Second, by striking the contrast between free and totalitarian societies, Madrid can bolster public awareness of the treasures at home and the threats at hand. This is particularly criticial in Western Europe, whose press covers the Helsinki process in greater depth and whose citizens are more reluctant to augment defense than those in the US.
Third, the Madrid meeting helps those shorn of freedom. From banishment in Gorky, Nobel laureate Sakharov on Aug. 11 smuggled another message past the KGB to urge that the West go to Madrid and fight vigorously. Helsinki is the repository of dissidents' hopes and has spawned private human rights groups -- the Charter '77 group in Czechoslovakia, the now-prominent Workers Defense Committee in Poland, and the Helsinki watch committees in the Soviet Union. They work more courageously, more continually, and perhaps over time more effectively than anything Westerness can muster.
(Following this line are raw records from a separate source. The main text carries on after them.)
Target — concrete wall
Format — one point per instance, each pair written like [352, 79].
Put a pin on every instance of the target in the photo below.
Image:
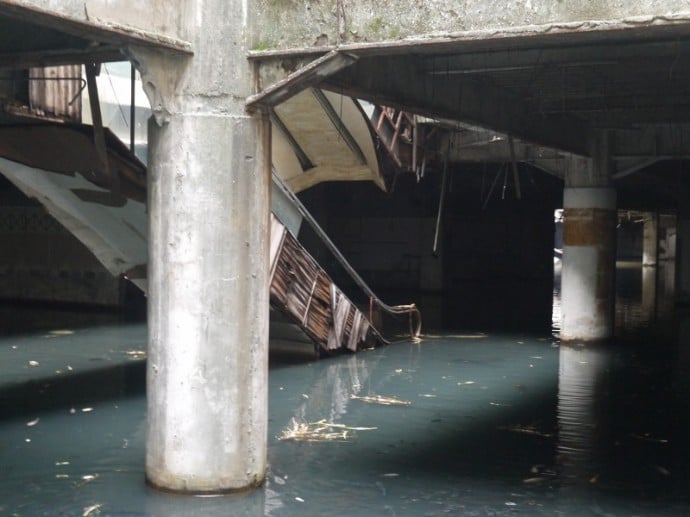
[41, 261]
[493, 267]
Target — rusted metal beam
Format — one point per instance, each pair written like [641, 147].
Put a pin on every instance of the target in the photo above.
[339, 125]
[304, 160]
[98, 133]
[464, 100]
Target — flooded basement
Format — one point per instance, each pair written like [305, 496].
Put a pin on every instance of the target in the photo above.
[463, 423]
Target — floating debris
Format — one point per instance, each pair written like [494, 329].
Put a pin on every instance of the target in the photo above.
[321, 431]
[61, 332]
[533, 481]
[92, 509]
[480, 335]
[86, 478]
[524, 429]
[380, 399]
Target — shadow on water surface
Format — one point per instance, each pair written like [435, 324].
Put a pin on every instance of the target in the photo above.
[497, 424]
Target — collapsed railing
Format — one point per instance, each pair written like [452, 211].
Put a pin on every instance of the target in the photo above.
[415, 318]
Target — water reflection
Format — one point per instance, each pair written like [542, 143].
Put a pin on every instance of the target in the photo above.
[582, 379]
[498, 423]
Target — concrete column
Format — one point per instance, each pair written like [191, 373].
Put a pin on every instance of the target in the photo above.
[650, 239]
[589, 248]
[209, 205]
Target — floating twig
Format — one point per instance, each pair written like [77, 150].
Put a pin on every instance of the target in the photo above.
[321, 431]
[380, 399]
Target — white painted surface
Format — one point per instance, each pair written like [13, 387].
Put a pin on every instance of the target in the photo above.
[587, 297]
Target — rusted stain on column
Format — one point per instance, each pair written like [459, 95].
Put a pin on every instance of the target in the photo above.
[589, 246]
[594, 227]
[588, 226]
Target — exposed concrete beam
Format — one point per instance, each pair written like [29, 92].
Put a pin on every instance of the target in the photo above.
[663, 141]
[397, 82]
[309, 75]
[102, 54]
[96, 30]
[320, 174]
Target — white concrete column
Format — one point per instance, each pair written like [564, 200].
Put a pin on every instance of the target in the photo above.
[581, 420]
[209, 206]
[589, 248]
[650, 239]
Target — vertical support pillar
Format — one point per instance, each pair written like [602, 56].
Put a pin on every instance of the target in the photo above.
[209, 206]
[589, 248]
[650, 239]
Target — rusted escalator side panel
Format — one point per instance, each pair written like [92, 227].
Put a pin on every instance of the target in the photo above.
[306, 295]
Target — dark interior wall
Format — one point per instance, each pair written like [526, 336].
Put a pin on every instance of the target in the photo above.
[41, 261]
[493, 266]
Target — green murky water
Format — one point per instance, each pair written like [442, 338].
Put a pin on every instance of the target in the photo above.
[496, 424]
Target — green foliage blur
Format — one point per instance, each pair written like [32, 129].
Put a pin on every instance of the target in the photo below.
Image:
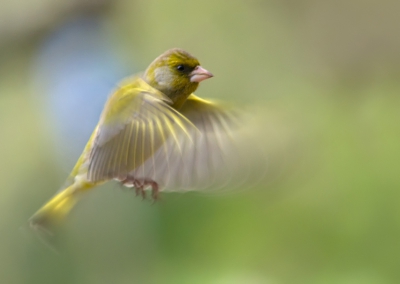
[327, 74]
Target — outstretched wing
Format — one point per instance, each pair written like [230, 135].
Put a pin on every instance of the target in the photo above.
[213, 157]
[135, 124]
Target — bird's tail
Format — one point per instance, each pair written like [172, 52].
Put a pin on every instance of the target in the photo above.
[56, 208]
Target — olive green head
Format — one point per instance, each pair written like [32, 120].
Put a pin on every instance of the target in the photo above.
[177, 74]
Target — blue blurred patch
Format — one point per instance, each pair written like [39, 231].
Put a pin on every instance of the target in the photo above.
[76, 68]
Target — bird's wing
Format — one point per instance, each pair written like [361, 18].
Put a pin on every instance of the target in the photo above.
[135, 124]
[214, 157]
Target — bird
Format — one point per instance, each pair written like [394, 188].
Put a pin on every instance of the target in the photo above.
[155, 134]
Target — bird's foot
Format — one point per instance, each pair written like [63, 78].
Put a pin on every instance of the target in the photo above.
[141, 185]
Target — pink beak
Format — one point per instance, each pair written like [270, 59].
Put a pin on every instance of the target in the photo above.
[199, 74]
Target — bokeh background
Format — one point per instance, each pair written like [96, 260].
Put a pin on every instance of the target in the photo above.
[327, 75]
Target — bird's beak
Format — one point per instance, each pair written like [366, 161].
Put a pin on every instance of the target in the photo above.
[199, 74]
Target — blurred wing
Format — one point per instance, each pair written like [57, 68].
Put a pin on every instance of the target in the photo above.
[216, 155]
[135, 124]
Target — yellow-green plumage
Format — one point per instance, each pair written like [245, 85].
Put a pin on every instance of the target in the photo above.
[153, 130]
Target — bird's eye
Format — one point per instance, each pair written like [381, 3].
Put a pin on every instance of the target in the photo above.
[181, 68]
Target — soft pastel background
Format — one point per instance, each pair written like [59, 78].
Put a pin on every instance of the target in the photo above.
[328, 76]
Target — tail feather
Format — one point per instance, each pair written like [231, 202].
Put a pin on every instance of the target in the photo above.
[54, 211]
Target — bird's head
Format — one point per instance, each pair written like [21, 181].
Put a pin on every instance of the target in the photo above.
[177, 74]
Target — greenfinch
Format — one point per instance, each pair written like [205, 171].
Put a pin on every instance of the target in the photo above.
[154, 133]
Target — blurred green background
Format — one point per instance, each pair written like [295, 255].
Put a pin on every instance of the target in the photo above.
[328, 76]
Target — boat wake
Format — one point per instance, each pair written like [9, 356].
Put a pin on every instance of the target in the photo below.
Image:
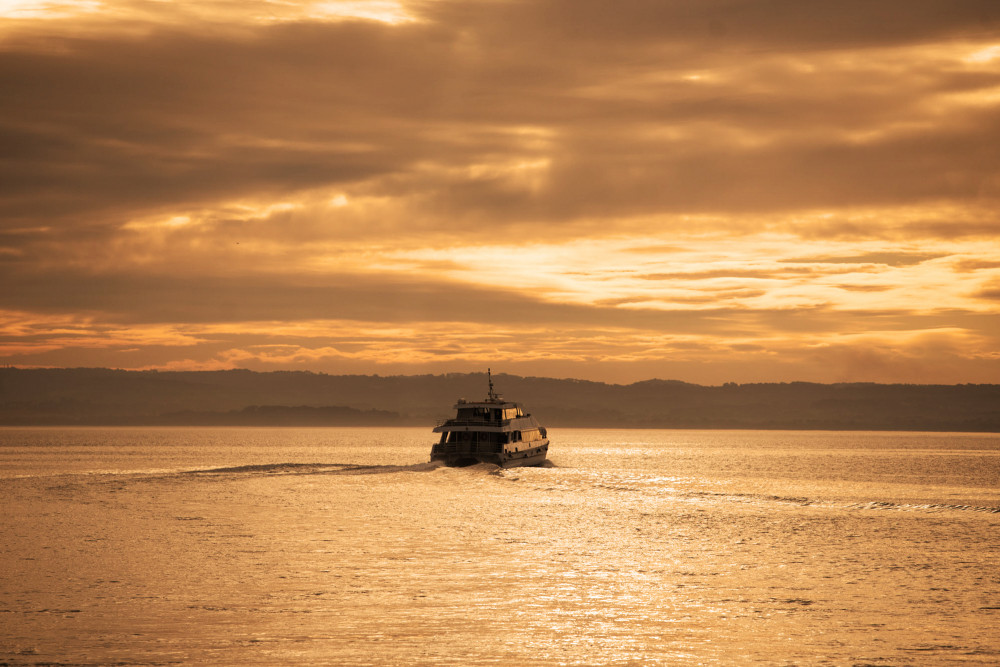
[317, 469]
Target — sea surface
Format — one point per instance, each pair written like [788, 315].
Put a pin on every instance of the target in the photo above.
[633, 547]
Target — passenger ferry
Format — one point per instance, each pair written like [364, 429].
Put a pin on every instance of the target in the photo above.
[490, 431]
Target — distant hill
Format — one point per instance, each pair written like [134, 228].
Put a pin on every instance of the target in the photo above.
[97, 396]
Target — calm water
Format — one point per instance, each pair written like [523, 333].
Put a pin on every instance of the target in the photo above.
[344, 547]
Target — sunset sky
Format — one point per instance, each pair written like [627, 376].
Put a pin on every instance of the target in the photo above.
[700, 190]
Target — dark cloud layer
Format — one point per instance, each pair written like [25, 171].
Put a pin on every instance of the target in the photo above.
[139, 148]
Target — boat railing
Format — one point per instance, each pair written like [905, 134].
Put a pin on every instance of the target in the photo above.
[471, 422]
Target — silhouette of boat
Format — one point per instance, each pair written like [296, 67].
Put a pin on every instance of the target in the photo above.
[490, 431]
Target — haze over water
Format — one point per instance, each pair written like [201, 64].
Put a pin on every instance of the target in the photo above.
[343, 546]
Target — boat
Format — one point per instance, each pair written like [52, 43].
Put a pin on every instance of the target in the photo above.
[490, 431]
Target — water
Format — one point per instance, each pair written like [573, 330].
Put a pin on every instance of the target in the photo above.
[345, 547]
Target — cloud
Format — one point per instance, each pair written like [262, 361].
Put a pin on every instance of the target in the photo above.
[720, 182]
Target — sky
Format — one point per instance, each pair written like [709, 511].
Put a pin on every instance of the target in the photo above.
[702, 190]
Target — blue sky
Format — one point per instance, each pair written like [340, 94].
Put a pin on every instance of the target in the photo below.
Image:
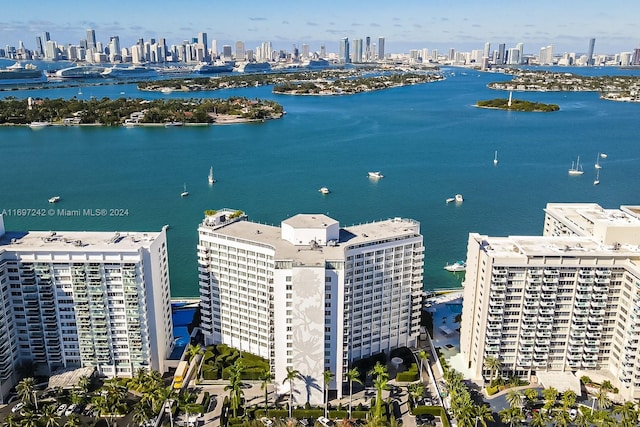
[405, 24]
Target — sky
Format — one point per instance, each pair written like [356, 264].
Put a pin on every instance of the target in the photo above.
[405, 24]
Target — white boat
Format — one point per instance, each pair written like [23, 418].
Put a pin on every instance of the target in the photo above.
[597, 165]
[576, 169]
[456, 266]
[38, 125]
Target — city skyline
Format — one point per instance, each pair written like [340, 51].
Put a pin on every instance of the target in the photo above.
[461, 25]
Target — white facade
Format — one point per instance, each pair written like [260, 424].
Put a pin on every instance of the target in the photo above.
[566, 301]
[310, 295]
[78, 299]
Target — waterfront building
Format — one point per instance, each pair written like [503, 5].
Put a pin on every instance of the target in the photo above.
[590, 61]
[310, 295]
[567, 301]
[83, 299]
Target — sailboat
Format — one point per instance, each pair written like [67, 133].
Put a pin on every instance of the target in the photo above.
[577, 168]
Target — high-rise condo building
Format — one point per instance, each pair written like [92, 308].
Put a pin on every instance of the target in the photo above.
[380, 48]
[310, 295]
[590, 60]
[83, 299]
[564, 303]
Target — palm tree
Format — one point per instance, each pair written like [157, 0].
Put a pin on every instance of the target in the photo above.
[482, 414]
[423, 356]
[26, 390]
[49, 417]
[510, 415]
[568, 399]
[602, 397]
[550, 395]
[292, 374]
[538, 419]
[267, 378]
[235, 386]
[561, 418]
[628, 414]
[380, 383]
[328, 376]
[493, 364]
[73, 421]
[353, 375]
[514, 398]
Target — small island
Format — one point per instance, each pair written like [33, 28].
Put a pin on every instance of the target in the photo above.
[136, 112]
[517, 105]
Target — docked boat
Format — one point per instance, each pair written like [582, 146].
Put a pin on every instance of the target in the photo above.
[216, 67]
[456, 266]
[576, 168]
[38, 125]
[17, 74]
[131, 72]
[81, 72]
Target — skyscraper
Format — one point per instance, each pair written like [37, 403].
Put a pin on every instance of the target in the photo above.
[344, 55]
[91, 39]
[83, 299]
[558, 304]
[305, 297]
[590, 60]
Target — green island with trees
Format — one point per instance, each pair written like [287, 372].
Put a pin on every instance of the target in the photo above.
[121, 111]
[325, 82]
[517, 105]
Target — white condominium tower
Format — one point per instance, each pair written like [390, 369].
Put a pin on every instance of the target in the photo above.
[567, 301]
[309, 295]
[83, 299]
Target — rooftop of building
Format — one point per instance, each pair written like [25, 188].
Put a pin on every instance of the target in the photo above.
[71, 241]
[553, 246]
[362, 234]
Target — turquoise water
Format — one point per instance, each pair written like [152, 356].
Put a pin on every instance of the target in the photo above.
[428, 140]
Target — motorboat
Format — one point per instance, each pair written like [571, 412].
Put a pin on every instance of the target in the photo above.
[576, 168]
[456, 266]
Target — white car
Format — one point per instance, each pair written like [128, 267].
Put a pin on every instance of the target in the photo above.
[61, 409]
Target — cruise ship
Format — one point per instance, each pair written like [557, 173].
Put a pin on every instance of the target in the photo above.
[131, 72]
[253, 67]
[81, 72]
[216, 67]
[18, 74]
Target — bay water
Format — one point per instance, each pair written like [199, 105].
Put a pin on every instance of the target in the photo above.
[429, 141]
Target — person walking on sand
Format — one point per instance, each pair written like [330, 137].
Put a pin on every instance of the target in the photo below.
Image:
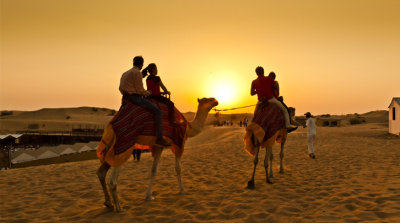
[310, 124]
[263, 87]
[131, 87]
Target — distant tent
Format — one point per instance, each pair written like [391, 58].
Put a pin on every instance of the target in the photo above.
[47, 154]
[23, 157]
[85, 148]
[67, 151]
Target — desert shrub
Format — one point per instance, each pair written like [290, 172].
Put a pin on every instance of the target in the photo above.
[355, 121]
[33, 126]
[112, 112]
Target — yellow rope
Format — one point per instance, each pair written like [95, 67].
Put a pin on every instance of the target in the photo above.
[234, 108]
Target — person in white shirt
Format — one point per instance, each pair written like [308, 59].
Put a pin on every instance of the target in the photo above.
[131, 87]
[310, 123]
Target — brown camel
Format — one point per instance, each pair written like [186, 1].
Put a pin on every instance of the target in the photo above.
[108, 140]
[254, 140]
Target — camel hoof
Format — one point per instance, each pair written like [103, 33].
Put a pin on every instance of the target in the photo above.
[250, 185]
[119, 210]
[109, 205]
[149, 198]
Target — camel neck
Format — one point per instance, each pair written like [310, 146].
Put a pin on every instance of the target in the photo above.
[198, 123]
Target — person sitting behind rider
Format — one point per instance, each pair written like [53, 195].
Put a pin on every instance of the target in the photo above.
[154, 84]
[275, 91]
[131, 87]
[263, 87]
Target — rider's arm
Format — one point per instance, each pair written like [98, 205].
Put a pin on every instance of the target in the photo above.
[164, 88]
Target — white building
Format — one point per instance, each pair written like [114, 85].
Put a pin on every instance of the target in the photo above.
[394, 116]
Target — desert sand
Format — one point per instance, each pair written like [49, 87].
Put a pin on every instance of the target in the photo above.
[355, 178]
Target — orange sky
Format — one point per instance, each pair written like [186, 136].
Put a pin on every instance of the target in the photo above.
[333, 57]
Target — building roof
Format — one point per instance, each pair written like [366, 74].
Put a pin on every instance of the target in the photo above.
[16, 136]
[396, 99]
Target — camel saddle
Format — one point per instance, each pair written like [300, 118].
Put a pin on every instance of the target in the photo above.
[267, 120]
[133, 121]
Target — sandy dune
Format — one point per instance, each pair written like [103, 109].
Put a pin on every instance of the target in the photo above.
[356, 177]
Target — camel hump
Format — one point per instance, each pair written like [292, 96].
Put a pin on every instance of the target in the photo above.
[269, 118]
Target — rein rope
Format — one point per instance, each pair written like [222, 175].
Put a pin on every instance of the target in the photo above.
[233, 108]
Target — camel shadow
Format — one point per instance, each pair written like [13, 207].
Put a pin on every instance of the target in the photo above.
[96, 212]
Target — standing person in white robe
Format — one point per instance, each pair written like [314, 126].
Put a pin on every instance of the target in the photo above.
[310, 124]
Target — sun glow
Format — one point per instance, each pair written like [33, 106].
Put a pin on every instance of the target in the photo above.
[224, 88]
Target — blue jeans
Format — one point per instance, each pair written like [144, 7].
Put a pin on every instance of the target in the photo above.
[146, 104]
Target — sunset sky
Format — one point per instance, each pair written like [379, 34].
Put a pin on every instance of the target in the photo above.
[336, 57]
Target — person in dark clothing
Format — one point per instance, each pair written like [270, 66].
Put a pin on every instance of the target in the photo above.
[154, 84]
[131, 87]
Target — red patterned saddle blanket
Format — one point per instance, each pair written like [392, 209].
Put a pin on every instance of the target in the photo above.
[133, 120]
[269, 117]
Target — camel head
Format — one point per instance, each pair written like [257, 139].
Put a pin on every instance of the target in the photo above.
[204, 107]
[207, 103]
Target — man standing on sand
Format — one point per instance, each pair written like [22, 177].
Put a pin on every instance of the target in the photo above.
[310, 124]
[131, 87]
[263, 87]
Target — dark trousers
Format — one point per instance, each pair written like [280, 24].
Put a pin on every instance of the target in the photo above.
[136, 154]
[169, 103]
[146, 104]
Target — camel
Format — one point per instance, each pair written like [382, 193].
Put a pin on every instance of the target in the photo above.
[193, 129]
[254, 140]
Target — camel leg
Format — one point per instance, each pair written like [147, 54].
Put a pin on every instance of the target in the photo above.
[157, 155]
[266, 159]
[178, 174]
[250, 184]
[112, 184]
[281, 156]
[102, 173]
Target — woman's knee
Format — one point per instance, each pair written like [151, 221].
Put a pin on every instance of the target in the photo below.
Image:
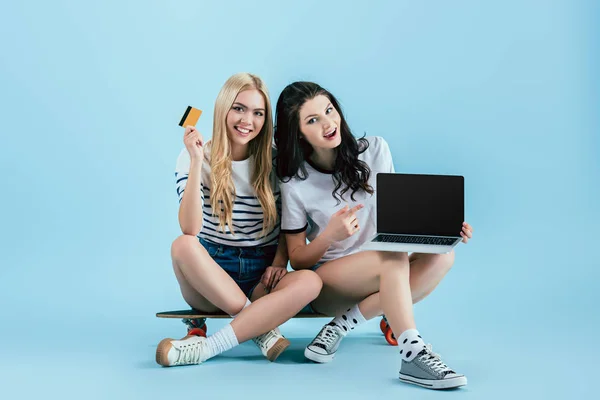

Lastly, Madrid can have an exhilarating impact for Americans. With the Vietnam war behind us and Iran and Afghanistan upon us, there burns a fiery pro-Americanism that cries out for manifestation. As the first postdetente conference of consequence, Madrid can nudge the emerging consensus -- in tone if not in policy -- that Americans face the Soviet challenge without illusions, all the while exuding pride rather than shame and extolling our virtues rather than fuzzing them.